The Federal Circuit today issued its opinion in Assoc. for Molecular Pathology, et al. v. U.S. Patent and Trademark Office, et al. (“Myriad”), in which it re-affirmed its prior ruling, despite the Supreme Court’s instruction to revisit that ruling in light of its decision in Mayo Collaborative Services v. Prometheus Laboratories, Inc., ___U.S.___ (March 20, 2012) (“Prometheus”).
MYRIAD BACKGROUND -
At issue in Myriad are both composition claims directed to isolated DNA sequences, specifically the BRCA-1 and BRCA-2 genes, and method claims directed to screening for the presence of mutations in those genes.
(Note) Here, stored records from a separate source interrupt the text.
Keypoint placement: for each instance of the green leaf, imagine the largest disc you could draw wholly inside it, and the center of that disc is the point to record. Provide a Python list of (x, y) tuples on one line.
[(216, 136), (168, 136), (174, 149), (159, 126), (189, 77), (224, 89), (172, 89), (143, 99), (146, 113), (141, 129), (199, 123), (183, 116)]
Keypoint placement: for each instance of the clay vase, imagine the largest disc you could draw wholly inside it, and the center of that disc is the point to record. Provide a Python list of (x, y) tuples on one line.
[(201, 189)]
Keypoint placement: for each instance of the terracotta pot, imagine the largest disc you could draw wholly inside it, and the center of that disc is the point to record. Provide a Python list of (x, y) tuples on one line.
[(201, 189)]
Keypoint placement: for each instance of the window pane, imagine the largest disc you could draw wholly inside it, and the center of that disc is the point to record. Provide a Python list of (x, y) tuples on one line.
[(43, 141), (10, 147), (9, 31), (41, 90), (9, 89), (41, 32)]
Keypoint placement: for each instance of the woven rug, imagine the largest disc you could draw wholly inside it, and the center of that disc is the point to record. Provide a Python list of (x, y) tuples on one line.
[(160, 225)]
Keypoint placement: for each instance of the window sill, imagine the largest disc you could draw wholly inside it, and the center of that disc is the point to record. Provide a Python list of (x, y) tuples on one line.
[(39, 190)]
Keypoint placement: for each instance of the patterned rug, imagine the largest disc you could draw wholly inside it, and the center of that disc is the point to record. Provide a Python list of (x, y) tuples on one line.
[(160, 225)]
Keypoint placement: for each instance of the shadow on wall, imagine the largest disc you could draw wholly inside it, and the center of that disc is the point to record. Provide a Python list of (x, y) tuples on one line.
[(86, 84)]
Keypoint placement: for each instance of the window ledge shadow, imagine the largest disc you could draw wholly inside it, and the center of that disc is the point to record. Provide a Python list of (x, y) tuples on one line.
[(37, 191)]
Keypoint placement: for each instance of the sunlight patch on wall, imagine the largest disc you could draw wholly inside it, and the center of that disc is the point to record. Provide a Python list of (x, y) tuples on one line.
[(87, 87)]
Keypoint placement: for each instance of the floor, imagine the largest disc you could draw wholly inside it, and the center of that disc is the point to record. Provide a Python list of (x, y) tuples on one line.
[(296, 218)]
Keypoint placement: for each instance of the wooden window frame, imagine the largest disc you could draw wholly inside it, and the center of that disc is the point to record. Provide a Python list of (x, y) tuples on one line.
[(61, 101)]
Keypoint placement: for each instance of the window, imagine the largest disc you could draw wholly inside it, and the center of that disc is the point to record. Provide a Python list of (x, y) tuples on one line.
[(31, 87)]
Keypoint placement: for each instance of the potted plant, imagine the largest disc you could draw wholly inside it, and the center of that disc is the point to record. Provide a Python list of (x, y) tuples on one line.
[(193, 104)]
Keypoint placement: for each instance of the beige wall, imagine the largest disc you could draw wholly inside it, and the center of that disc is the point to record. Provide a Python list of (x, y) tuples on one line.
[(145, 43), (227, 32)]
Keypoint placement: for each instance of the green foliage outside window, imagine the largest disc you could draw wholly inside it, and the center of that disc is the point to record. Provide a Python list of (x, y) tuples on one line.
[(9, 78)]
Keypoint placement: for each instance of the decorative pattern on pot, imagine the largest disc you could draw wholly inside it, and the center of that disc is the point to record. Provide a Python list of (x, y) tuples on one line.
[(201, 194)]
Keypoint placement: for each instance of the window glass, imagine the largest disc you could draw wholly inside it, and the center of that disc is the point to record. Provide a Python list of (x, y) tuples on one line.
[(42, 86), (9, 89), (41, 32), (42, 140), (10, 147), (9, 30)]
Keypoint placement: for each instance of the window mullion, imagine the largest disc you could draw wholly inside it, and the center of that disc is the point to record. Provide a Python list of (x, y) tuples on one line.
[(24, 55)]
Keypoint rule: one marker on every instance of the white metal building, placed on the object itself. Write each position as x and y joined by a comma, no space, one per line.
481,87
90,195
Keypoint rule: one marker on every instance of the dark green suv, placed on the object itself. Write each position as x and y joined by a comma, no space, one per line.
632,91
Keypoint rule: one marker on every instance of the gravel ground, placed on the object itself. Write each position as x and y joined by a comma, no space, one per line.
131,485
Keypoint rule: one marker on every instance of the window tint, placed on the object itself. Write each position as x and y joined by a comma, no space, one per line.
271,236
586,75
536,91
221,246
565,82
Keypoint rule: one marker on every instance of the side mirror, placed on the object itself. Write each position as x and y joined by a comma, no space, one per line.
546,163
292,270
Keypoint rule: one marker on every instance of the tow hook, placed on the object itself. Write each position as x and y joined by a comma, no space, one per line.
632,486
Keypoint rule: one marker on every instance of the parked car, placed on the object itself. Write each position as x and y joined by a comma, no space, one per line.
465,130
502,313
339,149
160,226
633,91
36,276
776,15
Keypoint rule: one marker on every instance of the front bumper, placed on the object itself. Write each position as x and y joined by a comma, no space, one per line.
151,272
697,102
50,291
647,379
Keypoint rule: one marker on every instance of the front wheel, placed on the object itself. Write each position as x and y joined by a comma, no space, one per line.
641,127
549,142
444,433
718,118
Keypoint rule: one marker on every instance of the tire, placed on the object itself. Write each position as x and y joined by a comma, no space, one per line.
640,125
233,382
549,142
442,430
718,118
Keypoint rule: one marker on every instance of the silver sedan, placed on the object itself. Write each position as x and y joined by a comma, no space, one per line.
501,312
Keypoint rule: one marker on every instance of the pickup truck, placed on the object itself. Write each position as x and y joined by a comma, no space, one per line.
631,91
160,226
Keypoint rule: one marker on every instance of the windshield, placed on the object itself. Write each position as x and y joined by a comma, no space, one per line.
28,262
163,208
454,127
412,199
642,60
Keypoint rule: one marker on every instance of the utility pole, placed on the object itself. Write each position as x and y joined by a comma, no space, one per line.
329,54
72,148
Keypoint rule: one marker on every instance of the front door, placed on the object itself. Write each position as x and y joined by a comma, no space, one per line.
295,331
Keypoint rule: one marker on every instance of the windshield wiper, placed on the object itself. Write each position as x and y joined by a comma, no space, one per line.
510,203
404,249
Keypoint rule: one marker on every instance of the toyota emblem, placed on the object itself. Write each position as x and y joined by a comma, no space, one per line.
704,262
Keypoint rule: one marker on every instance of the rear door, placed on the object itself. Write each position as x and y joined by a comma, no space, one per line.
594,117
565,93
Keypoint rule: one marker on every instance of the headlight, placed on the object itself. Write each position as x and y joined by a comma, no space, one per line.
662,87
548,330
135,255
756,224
By some estimates 5-10% of women who develop breast cancer are likely to have a mutation in their BRCA-1 or BRCA-2 genes, and it has been estimated that women with one of these mutations can have an approximately 40-85% lifetime risk of developing breast cancer. These inherited mutations can also be an indicator of an increased risk of ovarian cancer. Genetic tests are available to determine if a person carries one of these mutations. On May 12, 2009, a coalition of groups and individuals brought a declaratory judgment action against the U.S. Patent Office, Myriad Genetics, Inc., and the University of Utah Research Foundation over several U.S. patents with claims directed to the BRCA genes.